XSS: Differentiate between functions and variables.

[grappler]

Split off from #744

With the following example we can be 100% sure that it is a correct error because it is a know WordPress function.
Expected next thing to be an escaping function (see Codex for 'Data Validation'), not 'home_url' (WordPress.XSS.EscapeOutput.OutputNotEscaped)
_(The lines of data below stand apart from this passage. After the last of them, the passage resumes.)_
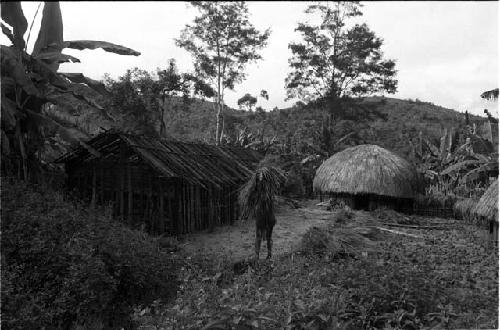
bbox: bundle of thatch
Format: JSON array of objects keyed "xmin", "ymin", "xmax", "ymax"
[
  {"xmin": 313, "ymin": 145, "xmax": 422, "ymax": 198},
  {"xmin": 453, "ymin": 198, "xmax": 478, "ymax": 222},
  {"xmin": 238, "ymin": 166, "xmax": 285, "ymax": 220},
  {"xmin": 298, "ymin": 225, "xmax": 377, "ymax": 259},
  {"xmin": 472, "ymin": 179, "xmax": 498, "ymax": 226}
]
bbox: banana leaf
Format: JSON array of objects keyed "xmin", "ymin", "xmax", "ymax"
[
  {"xmin": 1, "ymin": 46, "xmax": 41, "ymax": 97},
  {"xmin": 32, "ymin": 2, "xmax": 64, "ymax": 71},
  {"xmin": 1, "ymin": 2, "xmax": 27, "ymax": 49},
  {"xmin": 62, "ymin": 40, "xmax": 140, "ymax": 56},
  {"xmin": 60, "ymin": 72, "xmax": 110, "ymax": 96},
  {"xmin": 34, "ymin": 52, "xmax": 80, "ymax": 64},
  {"xmin": 1, "ymin": 23, "xmax": 15, "ymax": 45},
  {"xmin": 1, "ymin": 94, "xmax": 18, "ymax": 130},
  {"xmin": 440, "ymin": 159, "xmax": 482, "ymax": 176}
]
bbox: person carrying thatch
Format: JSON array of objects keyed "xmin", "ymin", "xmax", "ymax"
[{"xmin": 239, "ymin": 166, "xmax": 285, "ymax": 260}]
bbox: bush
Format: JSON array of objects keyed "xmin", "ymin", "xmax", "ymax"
[
  {"xmin": 1, "ymin": 180, "xmax": 178, "ymax": 329},
  {"xmin": 414, "ymin": 193, "xmax": 459, "ymax": 209}
]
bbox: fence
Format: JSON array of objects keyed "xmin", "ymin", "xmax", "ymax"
[{"xmin": 400, "ymin": 207, "xmax": 456, "ymax": 219}]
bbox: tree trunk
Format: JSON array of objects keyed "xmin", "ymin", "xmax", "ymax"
[
  {"xmin": 159, "ymin": 97, "xmax": 166, "ymax": 138},
  {"xmin": 215, "ymin": 100, "xmax": 222, "ymax": 145}
]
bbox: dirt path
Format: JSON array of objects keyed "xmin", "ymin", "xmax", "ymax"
[{"xmin": 181, "ymin": 204, "xmax": 335, "ymax": 261}]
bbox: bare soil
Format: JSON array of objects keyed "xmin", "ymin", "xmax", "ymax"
[{"xmin": 181, "ymin": 201, "xmax": 336, "ymax": 261}]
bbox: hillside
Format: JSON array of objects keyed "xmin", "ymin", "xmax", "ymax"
[
  {"xmin": 152, "ymin": 96, "xmax": 487, "ymax": 159},
  {"xmin": 47, "ymin": 95, "xmax": 489, "ymax": 163}
]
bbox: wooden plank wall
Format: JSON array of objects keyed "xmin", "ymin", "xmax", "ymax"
[{"xmin": 67, "ymin": 160, "xmax": 240, "ymax": 236}]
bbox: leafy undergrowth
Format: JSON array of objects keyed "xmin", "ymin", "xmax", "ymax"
[
  {"xmin": 1, "ymin": 179, "xmax": 179, "ymax": 329},
  {"xmin": 134, "ymin": 212, "xmax": 498, "ymax": 330}
]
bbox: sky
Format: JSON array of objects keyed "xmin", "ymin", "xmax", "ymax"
[{"xmin": 2, "ymin": 1, "xmax": 498, "ymax": 116}]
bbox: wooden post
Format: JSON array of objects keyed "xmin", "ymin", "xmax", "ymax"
[
  {"xmin": 91, "ymin": 164, "xmax": 96, "ymax": 209},
  {"xmin": 148, "ymin": 175, "xmax": 153, "ymax": 232},
  {"xmin": 100, "ymin": 167, "xmax": 105, "ymax": 206},
  {"xmin": 120, "ymin": 166, "xmax": 125, "ymax": 221},
  {"xmin": 128, "ymin": 163, "xmax": 133, "ymax": 225},
  {"xmin": 159, "ymin": 181, "xmax": 164, "ymax": 233}
]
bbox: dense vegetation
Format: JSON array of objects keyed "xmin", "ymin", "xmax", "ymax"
[
  {"xmin": 101, "ymin": 93, "xmax": 474, "ymax": 158},
  {"xmin": 1, "ymin": 180, "xmax": 178, "ymax": 329}
]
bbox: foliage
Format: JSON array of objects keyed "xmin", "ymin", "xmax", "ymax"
[
  {"xmin": 411, "ymin": 122, "xmax": 498, "ymax": 198},
  {"xmin": 1, "ymin": 180, "xmax": 178, "ymax": 329},
  {"xmin": 260, "ymin": 89, "xmax": 269, "ymax": 101},
  {"xmin": 0, "ymin": 1, "xmax": 140, "ymax": 181},
  {"xmin": 176, "ymin": 1, "xmax": 270, "ymax": 143},
  {"xmin": 103, "ymin": 63, "xmax": 213, "ymax": 138},
  {"xmin": 285, "ymin": 1, "xmax": 397, "ymax": 103},
  {"xmin": 237, "ymin": 93, "xmax": 258, "ymax": 111},
  {"xmin": 480, "ymin": 88, "xmax": 499, "ymax": 101},
  {"xmin": 134, "ymin": 212, "xmax": 498, "ymax": 329}
]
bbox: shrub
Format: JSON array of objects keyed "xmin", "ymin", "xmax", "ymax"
[
  {"xmin": 1, "ymin": 180, "xmax": 178, "ymax": 329},
  {"xmin": 414, "ymin": 193, "xmax": 459, "ymax": 209}
]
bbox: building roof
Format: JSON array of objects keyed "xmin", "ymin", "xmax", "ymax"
[
  {"xmin": 55, "ymin": 132, "xmax": 262, "ymax": 189},
  {"xmin": 473, "ymin": 179, "xmax": 498, "ymax": 223},
  {"xmin": 313, "ymin": 144, "xmax": 422, "ymax": 199}
]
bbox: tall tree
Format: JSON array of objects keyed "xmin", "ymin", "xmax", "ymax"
[
  {"xmin": 237, "ymin": 93, "xmax": 257, "ymax": 111},
  {"xmin": 104, "ymin": 63, "xmax": 214, "ymax": 137},
  {"xmin": 176, "ymin": 1, "xmax": 270, "ymax": 144},
  {"xmin": 285, "ymin": 1, "xmax": 397, "ymax": 106}
]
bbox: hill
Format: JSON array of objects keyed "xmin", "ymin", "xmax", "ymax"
[
  {"xmin": 46, "ymin": 94, "xmax": 490, "ymax": 163},
  {"xmin": 152, "ymin": 96, "xmax": 487, "ymax": 159}
]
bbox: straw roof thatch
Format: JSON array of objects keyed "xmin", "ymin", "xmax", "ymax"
[
  {"xmin": 55, "ymin": 131, "xmax": 262, "ymax": 189},
  {"xmin": 313, "ymin": 144, "xmax": 422, "ymax": 199},
  {"xmin": 473, "ymin": 179, "xmax": 498, "ymax": 223}
]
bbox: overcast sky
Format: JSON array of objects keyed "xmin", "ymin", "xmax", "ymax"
[{"xmin": 3, "ymin": 1, "xmax": 498, "ymax": 116}]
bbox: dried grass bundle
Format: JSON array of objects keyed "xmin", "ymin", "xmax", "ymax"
[
  {"xmin": 453, "ymin": 198, "xmax": 478, "ymax": 222},
  {"xmin": 298, "ymin": 225, "xmax": 376, "ymax": 259},
  {"xmin": 238, "ymin": 166, "xmax": 285, "ymax": 220}
]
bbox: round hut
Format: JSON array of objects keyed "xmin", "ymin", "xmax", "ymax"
[
  {"xmin": 472, "ymin": 179, "xmax": 498, "ymax": 241},
  {"xmin": 313, "ymin": 144, "xmax": 422, "ymax": 211}
]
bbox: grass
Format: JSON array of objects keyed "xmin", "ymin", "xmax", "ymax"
[{"xmin": 133, "ymin": 210, "xmax": 498, "ymax": 329}]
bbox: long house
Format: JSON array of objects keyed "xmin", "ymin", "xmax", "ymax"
[{"xmin": 56, "ymin": 131, "xmax": 262, "ymax": 235}]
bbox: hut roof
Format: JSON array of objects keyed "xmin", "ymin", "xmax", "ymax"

Another example would be the i18n functions. In WordPress core they are not being escaped. If we wanted to run WPCS on WordPress we would need to disable this sniff.
Expected next thing to be an escaping function (see Codex for 'Data Validation'), not '__' (WordPress.XSS.EscapeOutput.OutputNotEscaped)

This would be useful for the Theme Review Team. At the moment we have changed the notice from Error to Warning because there are too many false positives. There are a few results that we can completely trust and it would help to make those an error.

[GaryJones]

Just because a function is in WP core, doesn't mean it is safe to use unescaped.

[grappler]

Sorry, you misunderstood. If the function is in WordPress then we know if it needs to be escaped or not. So we know for sure that home_url() needs to be escaped but we do not have the same certainty for variable $foo because that could be anything.

[jrfnl]

Adding differentiation based on what was found to the error codes now would be a breaking change and I'm not sure how much value it would add.
Marking this as a candidate for closing.